Collectively, Paudie Murray’s side kept at it even when all the breaks went to Clare. That’s no consolation now their season has concluded. They’ll get further opportunities down the line at U20, no doubt.
Donal O’Mahony’s U20s had three matches, stealing a win on the road to Clare when subs Eoin O’Leary and Colin Walsh pilfered points in added time. They were then defeated on home soil by Limerick which put them into a Munster semi-final in Semple Stadium where they never recovered from a slow start.
O’Mahony and his selectors’ options were limited by injuries to Daire O’Leary and Darragh Flynn, who were involved against Tipp, and Ciarán Joyce’s promotion to senior.
Kanturk’s Brian O’Sullivan was the shining light, with 0-10 from midfield across the three matches, but very few of the rising stars found their rhythm.
Assuming the U20 grade isn’t tinkered with (there’s been a suggestion it’ll roll down to U19 with minor gone completely), many of Donal O’Mahony’s panel are available again in 2023. Goalkeeper Brion Saunderson, free-taker Ben Cunningham, Eoin Downey, Ciarmhac Smyth, Brian Keating, Walsh and Mícheál Mullins will be on the age.
Then you’ve Jack Leahy, Diarmuid Healy, O’Leary, Darragh O’Sullivan and Kevin Lyons, among the 2021 minors who saw U20 action last month, along with extended panelists like James Dwyer, David Cremin, Tadhg O’Connell and William Buckley.

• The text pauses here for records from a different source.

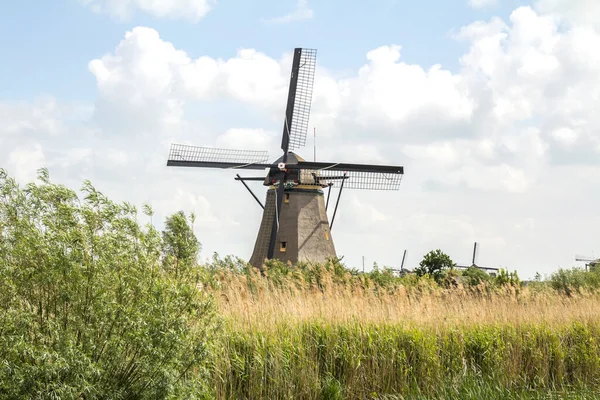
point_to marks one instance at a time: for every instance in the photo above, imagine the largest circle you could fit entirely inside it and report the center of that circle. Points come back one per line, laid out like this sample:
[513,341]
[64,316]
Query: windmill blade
[358,176]
[182,155]
[299,99]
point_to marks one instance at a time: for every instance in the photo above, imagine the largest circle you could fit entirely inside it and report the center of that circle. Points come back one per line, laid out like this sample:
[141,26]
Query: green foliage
[368,361]
[435,263]
[92,305]
[503,277]
[570,281]
[475,276]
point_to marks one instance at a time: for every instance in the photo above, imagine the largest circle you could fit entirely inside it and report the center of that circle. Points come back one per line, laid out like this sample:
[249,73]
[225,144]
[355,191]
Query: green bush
[435,263]
[475,276]
[94,306]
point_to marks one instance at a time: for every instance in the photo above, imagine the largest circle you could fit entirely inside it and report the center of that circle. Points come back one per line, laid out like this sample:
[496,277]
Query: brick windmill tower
[294,225]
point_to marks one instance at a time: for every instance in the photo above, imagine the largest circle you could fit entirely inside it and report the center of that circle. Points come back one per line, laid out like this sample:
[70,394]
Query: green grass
[360,361]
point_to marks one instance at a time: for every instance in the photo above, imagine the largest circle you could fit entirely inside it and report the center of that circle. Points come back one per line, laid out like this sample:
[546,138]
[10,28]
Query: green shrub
[94,306]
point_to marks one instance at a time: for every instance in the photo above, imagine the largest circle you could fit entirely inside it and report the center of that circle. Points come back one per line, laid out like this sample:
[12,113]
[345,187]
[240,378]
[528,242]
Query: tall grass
[323,332]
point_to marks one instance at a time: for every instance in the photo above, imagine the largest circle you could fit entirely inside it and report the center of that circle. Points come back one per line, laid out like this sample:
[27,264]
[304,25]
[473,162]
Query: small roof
[293,158]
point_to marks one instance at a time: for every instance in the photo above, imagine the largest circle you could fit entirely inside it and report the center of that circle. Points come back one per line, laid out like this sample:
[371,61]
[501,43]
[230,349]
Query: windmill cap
[293,158]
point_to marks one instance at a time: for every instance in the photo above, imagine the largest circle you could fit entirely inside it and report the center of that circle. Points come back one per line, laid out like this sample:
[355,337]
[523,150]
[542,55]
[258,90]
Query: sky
[490,105]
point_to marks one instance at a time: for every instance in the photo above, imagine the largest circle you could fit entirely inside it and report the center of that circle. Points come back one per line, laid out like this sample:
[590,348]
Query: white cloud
[482,3]
[504,150]
[586,12]
[301,12]
[192,10]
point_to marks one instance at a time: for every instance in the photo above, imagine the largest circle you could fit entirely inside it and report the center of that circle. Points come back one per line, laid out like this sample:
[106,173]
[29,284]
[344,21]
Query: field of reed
[323,332]
[94,305]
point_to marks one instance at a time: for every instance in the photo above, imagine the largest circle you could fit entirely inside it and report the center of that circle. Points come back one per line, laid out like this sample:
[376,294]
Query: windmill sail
[354,176]
[299,99]
[182,155]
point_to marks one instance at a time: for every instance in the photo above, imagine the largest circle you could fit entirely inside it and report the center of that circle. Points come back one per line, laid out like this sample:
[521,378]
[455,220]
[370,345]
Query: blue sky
[502,148]
[47,44]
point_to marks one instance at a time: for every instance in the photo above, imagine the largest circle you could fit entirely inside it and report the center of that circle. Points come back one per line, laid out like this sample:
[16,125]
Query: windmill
[473,261]
[294,224]
[590,262]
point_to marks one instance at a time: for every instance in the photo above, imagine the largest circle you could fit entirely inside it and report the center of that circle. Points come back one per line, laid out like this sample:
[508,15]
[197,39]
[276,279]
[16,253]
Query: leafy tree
[435,263]
[179,242]
[474,276]
[87,307]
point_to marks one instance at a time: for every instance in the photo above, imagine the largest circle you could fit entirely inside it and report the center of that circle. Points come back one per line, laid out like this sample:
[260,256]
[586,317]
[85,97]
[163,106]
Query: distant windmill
[590,262]
[294,224]
[473,261]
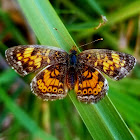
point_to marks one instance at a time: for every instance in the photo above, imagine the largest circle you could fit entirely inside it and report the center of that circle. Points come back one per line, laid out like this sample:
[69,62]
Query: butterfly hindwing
[29,58]
[50,83]
[114,64]
[91,86]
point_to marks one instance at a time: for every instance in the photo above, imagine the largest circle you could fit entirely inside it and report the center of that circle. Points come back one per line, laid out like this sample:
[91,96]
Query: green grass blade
[23,118]
[102,120]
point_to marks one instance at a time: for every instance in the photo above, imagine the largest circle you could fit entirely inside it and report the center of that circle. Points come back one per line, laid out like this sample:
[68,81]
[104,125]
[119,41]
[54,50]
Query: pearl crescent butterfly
[62,71]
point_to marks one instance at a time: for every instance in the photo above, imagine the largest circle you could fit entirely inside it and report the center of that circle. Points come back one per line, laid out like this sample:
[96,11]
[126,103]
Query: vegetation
[23,115]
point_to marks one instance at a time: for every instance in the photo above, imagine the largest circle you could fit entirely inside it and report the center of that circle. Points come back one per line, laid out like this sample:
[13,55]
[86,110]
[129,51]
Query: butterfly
[62,71]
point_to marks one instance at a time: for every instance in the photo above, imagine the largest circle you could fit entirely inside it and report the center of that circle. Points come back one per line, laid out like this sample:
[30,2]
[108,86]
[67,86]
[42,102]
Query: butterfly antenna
[62,37]
[104,19]
[91,42]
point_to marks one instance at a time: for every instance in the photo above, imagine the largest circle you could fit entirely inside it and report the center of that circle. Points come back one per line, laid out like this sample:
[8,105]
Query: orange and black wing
[50,83]
[91,86]
[114,64]
[29,58]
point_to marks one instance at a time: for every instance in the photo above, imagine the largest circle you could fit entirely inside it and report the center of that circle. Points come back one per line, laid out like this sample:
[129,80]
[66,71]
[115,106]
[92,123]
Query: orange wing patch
[91,86]
[50,83]
[29,58]
[114,64]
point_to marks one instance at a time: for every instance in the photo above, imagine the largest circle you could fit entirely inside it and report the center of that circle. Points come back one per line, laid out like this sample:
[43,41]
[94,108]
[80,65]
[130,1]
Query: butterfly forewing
[114,64]
[29,58]
[91,86]
[50,83]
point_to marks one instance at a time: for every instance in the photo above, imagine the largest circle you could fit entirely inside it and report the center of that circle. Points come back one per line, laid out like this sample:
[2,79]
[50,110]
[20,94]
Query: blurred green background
[22,114]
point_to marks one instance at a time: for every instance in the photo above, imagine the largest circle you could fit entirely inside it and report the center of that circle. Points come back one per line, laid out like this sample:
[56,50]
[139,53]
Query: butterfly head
[73,50]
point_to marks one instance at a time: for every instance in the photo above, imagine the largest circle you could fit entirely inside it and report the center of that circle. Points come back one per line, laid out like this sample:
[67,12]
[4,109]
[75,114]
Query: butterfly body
[62,71]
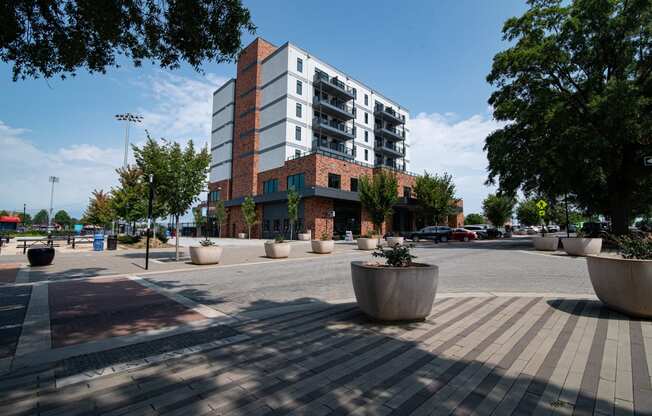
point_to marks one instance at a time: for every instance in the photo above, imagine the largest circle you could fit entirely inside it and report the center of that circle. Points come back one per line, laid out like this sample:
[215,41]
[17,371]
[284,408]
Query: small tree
[249,213]
[498,209]
[220,216]
[435,196]
[378,195]
[473,218]
[293,208]
[41,217]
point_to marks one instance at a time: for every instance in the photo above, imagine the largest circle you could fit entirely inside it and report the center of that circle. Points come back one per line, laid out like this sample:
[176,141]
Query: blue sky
[431,56]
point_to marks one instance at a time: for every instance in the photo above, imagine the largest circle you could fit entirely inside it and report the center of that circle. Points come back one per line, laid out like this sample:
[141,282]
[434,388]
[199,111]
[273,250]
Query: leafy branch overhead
[61,37]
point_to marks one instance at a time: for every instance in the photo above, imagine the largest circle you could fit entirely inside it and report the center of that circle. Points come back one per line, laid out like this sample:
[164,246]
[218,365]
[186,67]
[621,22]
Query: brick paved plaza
[249,339]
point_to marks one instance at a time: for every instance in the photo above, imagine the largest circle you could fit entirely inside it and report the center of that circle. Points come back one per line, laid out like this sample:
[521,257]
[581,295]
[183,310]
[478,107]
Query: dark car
[435,233]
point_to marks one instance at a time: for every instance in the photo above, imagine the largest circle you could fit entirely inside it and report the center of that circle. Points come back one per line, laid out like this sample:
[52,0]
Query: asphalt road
[501,266]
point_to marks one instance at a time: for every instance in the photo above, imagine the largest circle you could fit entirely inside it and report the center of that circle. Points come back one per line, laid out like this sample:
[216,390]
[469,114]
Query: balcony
[333,108]
[390,148]
[334,148]
[333,128]
[332,86]
[389,132]
[388,114]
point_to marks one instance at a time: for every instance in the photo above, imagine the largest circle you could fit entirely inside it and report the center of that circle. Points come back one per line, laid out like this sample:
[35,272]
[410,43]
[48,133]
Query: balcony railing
[334,128]
[332,84]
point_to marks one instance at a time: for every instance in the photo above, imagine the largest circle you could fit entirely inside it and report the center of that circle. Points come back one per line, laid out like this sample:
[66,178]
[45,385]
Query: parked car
[461,234]
[479,230]
[435,233]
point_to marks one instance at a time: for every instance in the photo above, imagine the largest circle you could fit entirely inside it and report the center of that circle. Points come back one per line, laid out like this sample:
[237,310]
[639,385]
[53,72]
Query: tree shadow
[319,358]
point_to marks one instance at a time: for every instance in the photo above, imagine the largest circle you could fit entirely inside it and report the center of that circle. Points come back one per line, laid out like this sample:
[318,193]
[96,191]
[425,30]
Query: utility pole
[128,118]
[53,179]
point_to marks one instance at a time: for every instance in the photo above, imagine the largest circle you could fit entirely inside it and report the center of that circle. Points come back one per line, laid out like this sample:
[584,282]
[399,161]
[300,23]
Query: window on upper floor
[270,186]
[354,184]
[296,182]
[334,181]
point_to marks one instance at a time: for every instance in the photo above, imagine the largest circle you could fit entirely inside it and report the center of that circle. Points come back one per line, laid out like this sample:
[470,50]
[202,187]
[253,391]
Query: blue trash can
[98,242]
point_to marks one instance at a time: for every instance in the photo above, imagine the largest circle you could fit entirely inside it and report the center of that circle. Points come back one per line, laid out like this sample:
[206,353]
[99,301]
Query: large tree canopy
[46,38]
[575,89]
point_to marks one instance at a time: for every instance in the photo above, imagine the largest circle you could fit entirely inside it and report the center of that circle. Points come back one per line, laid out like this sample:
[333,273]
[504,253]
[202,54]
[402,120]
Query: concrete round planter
[275,250]
[545,243]
[205,254]
[582,246]
[622,284]
[395,293]
[304,236]
[395,241]
[367,243]
[322,246]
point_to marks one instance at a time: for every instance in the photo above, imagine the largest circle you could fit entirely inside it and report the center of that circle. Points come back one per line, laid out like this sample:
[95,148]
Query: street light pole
[53,179]
[128,118]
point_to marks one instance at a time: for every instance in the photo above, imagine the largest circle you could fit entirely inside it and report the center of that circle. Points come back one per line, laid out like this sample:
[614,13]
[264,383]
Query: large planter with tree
[277,249]
[324,246]
[545,243]
[624,283]
[40,256]
[398,290]
[207,253]
[579,246]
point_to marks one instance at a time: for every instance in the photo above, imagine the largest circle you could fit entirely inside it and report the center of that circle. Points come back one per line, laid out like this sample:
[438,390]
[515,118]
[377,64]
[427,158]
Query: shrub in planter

Regardless, the underage losses cast a shadow ahead of Sunday’s trip to Walsh Park the last chance for Kingston’s side to salvage a season that brimmed with promise when they reached a league final.
Assuming there will be a changing of the guard at senior in the off-season, and even if the current management set-up remains, fresh options will have to be auditioned. For now, it’s simply about beating Waterford.